Adrien sourit. Si lui-même commençait à croire à l’histoire qu’il avait racontée dans cette maison, c’était qu’elle était bonne. De toute manière, pensa-t-il, personne ne chercherait trop loin. Ce ne serait qu’une vieille de plus morte toute seule, comme ça, un beau matin. Sans signe avant-coureur. Toutes les prestations du monde n’auraient pas suffi à empêcher ça.

Personne de sensé ne pourrait lui en vouloir puisque personne ne saurait qu’il avait été là.

Adrien regarda encore quelques secondes le corps de la Vieille, avec satisfaction. C’était peut-être bien cela, finalement, le sentiment du travail bien fait.

Avant de sortir, il prit le temps d’ajuster quelques petits détails. Il fit la vaisselle du frugal petit déjeuner que la vieille n’avait pas encore eu le temps de faire, puis il saisit la liasse de courrier, ouvrit une ou deux enveloppes, en tira une facture à côté de laquelle il déposa une paire de lunettes de lecture trouvées sur la table de nuit.

Le tableau, enfin, était complet.

Il se pencha une dernière fois vers la vieille et pressa le bouton.

Il céda alors la tentation et dégaina son téléphone. Il avait passé plus d’une demi-heure ici. Il fallait vraiment qu’il y aille. Il passa la baie vitrée, la referma derrière lui et, en sortant, marmonna :

« Au revoir, bonne journée ! »

Comme on retrouve un vêtement familier, il se glissa sans difficulté dans sa vive démarche de tournée. Aucun poids ne pesait sur son esprit. On aurait dit qu’il n’avait fait que rentrer et sortir. Il pensait déjà à l’histoire qu’il allait raconter pour justifier son retard. Rien d’exceptionnel, non.

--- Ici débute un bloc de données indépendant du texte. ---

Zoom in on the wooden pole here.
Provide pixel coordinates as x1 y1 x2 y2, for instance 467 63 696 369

« J’ai été retenu par ma prestation VSMP, dirait-il. J’espère que ça prendra moins de temps la semaine prochaine. J’en ai assez de rentrer aussi tard. »

Il n’aurait même pas à mentir. Seulement à feindre l’étonnement, et une certaine forme de tristesse détachée quand il apprendrait la nouvelle. Là encore, il n’aurait pas vraiment à se forcer. Ce qu’il était arrivé à la vieille était triste. Pas de doute. Il ne pouvait simplement pas laisser ça le ralentir, l’empêcher de finir sa tournée dans les temps.

Il remit son casque sur la tête, grimpa sur le scooter, desserra le frein à main et roula jusqu’à la boîte suivante. Alors seulement se pencha-t-il vers sa pile de courrier. Il y restait une lettre pour le 17 rue des Camélias. Sans la moindre hésitation, il l’attrapa et la jeta derrière lui, dans le coffre du scooter.

« Trop tard, dit-il tout haut. Pas le temps de faire demi-tour. »

Puis, il attrapa le courrier du numéro 19 et le fourra dans la boîte aux lettres. Sans traîner. Le 21 attendait son tour.